After failing to contact Charlie Charlie, the four “sinners” headed to the bar to retrieve Homophobe McGee, for reasons I must have deemed unimportant, because I don’t remember why. After they had left, I, not unlike the Grinch, had an awful idea. I had a terrible, horrible, awful idea.
“What if we made them think that Charlie Charlie had been here?”
Kelly G was on board, and thus, our destruction of the campsite commenced. Chairs went flying, burger ingredients (still in their packaging) fell in the grass, papers were littered, I took a two-pronged poker and stuck a Pringles can to the ground.
As the pièce de resistance, I located a second poker and something much more valuable than an empty Pringles can: the emergency contact sheet. I poker’d the emergency contact sheet to the ground too, and Kelly G, in her shock, said we should probably stop. So we did. And we hid in the camper and waited for them to come back.
We needed a plan. We needed given circumstances. I, as a budding actor, relished in this impromptu acting opportunity, but Kelly G was slightly more worried than I. Regardless, we thought quickly on our feet. Once the sinners came back with Homophobe McGee in tow, we suggested that Charlie Charlie had done this while Kelly G and I were hanging out in the camper.
Kelley G, the youngest and most gullible of our group, was the one to notice the impaled emergency contact sheet. This is when tears began to flow from her and at least one other girl. Somehow, Kelly G and I were able to hide our laughter behind our hands, transforming them into shocked sobs.
I knew we had to eventually tell the truth. Once the group reached almost peak hysteria, discovering overturned chairs and misplaced personal belongings, my accomplice and I laughed out loud and confessed. After all, we just wanted to scare them and teach them a lesson.
Not only should they not try potentially dangerous internet challenges, but they also shouldn’t have been ignoring their friends.
“Bitches.”
Terror turned into bitterness and, before my eyes, a faction against us was formed. Kelly G and I were labeled “bitches” and the four sinners went into the camper as a form of shunning us.
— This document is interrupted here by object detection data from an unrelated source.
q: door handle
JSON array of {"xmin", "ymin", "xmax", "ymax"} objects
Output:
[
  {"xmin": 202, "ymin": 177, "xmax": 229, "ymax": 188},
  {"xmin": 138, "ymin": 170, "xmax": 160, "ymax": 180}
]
Homophobe McGee reprimanded both parties and got us all to apologize to one another, but not without a phone call to each parent on Chekhov’s emergency contact sheet.
Luckily, the conflict was resolved, and the girls were able to forgive me over vegetarian burgers and s’mores later that night.
Not only was this the first time in my life I had been called a bitch, but this was also the only successful, semi-large-scale prank I’ve ever pulled. I don’t know whether I should be proud of either of these facts.